What does the Georgia case signal about the other sensitive cases on the Prosecutor’s docket? First, it likely means that the Prosecutor will not move on these other cases until next year at the earliest. Over the summer, the Prosecutor issued The Report of the Court on the Basic Size of the Office of the Prosecutor in which she outlined her vision of the ordinary workload of her office. According to the report, she expects to open one new investigation a year. Because the Afghanistan preliminary examination has been open since 2007, it is likely at the top of the list as the next investigation to be started. Second, since Palestine and Ukraine also involve non-State Party actors and pose other significant investigative challenges, the Prosecutor will not likely rush into either investigation and may keep both in the preliminary examination phase for a number of years. Third, while the Prosecutor will not jump into these cases, neither will she avoid them forever. The day will come when, as with Georgia, she will feel compelled to move forward on investigations in these cases unless domestic authorities step up with their own investigations.

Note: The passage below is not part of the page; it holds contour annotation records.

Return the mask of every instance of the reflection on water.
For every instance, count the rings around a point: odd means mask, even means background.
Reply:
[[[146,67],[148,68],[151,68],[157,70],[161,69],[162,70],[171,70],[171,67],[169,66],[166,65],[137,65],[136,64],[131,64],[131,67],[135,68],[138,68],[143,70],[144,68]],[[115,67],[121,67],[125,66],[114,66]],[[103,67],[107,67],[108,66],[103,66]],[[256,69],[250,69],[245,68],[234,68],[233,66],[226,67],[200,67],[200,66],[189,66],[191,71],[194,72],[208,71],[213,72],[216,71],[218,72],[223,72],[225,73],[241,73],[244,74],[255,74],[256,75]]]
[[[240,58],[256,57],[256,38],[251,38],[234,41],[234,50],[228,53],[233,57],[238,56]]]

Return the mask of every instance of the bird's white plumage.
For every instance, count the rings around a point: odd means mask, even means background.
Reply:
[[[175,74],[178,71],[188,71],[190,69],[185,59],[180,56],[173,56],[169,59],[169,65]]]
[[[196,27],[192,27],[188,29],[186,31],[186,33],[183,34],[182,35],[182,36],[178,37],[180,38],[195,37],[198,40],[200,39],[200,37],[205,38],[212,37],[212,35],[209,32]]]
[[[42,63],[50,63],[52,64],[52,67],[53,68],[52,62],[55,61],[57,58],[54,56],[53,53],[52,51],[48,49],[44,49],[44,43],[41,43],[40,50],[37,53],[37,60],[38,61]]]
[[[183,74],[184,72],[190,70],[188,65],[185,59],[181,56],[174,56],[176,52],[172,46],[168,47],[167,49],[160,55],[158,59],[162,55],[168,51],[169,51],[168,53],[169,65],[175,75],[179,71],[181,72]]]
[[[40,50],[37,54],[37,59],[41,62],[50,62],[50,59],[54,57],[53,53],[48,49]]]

Finally, a point worth noting about the preliminary examination. Although Russia is not a State Party to the ICC, it has apparently cooperated with the Court’s inquiry to date. According to the OTP’s request to the judges, Russia provided information to the OTP, responded to requests for assistance, and welcomed three missions by ICC officials. Presumably, Russia calculated that it was in its interest to engage. Will Russia continue to cooperate, now that the Prosecutor has moved forward with an investigation? And will other non-State Parties cooperate with ICC inquiries that potentially implicate their nationals?